2007 U.S. Hotel Industry Outlook: An Optimistic But Cautionary Tale
By Clyde Guinn Senior Vice President, Stanford Hotels | April 01, 2010
All the lodging metrics appear to tell us that 2006 was a remarkable year for the industry. On average, room demand has steadily increased month over month and room rates and occupancy are up from 2005 - yielding a third consecutive year of revenue growth for U.S. hotels. And, it appears that each sector from full-service to limited has reaped the rewards.
Reflecting this bullish perspective, hotels were a hot investment commodity and everybody from large investment firms to small REITs snapped up properties in key markets this year. Moreover, new construction has been constrained by an exponential increase in development costs, thereby limiting future competition and increasing the equity of existing supply.
With such a rosy outlook it is easy to forget that industry performance is cyclical. Experience demonstrates that meteoric growth cannot be sustained and will eventually soften or even deflate. In addition, the country's economy has historically experienced a recession in the early part of each decade and clearly the lodging industry will be adversely affected in the likely event that history repeats itself.
And while we have learned a lot from 9/11, and are now better prepared, neither the country nor the industry is yet impervious to the damaging ripple effects of such a terrorist event.

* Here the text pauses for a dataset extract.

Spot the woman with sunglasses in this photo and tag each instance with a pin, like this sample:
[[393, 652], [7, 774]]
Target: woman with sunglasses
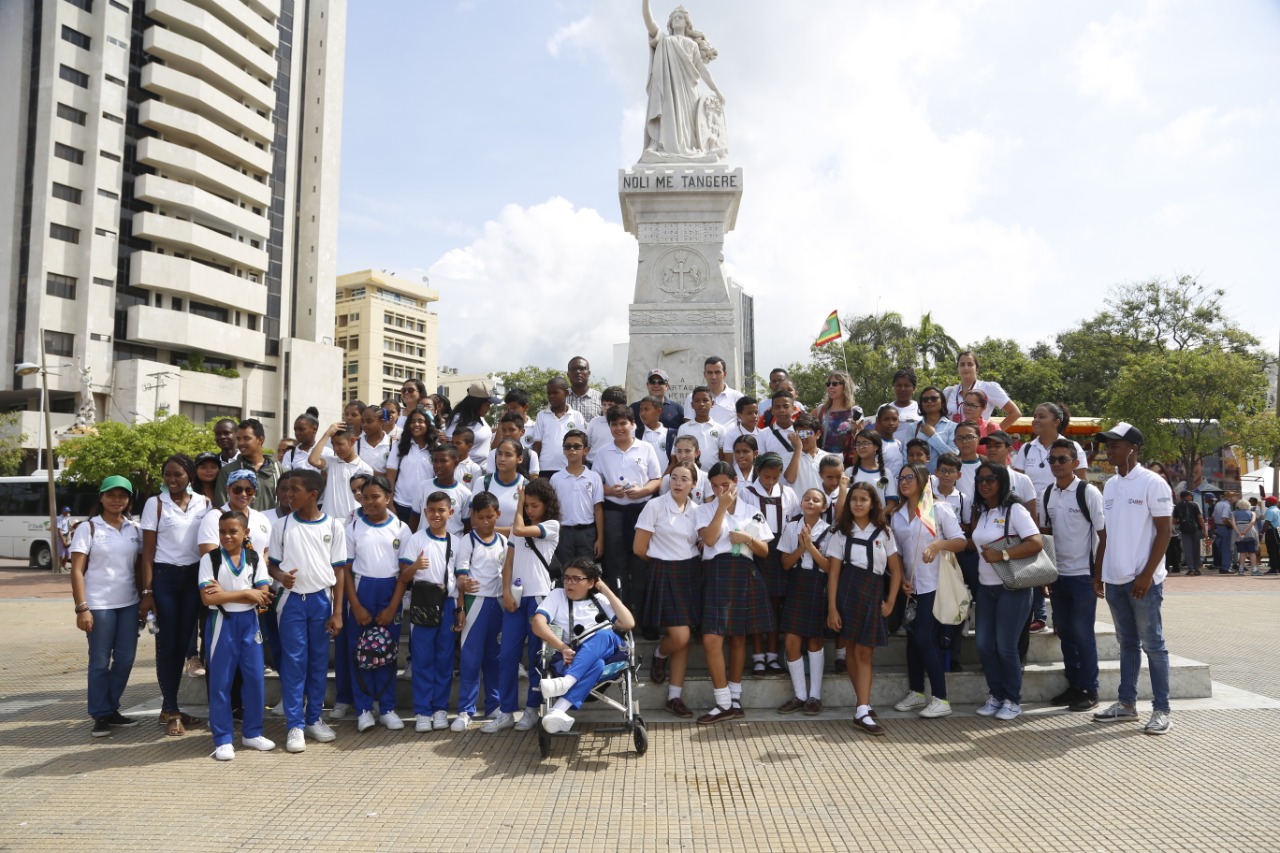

Another attack could once again severely limit the demand for lodging accommodations.
What does this mean for hotel owners and operators?
While capital is available during this peak in the cycle, we should now be investing, or re-investing, in our properties. Taking the time and money to upgrade our hotels now, particularly in the technology arena, will set us apart from competition and serve to fortify our portfolios when times are tough.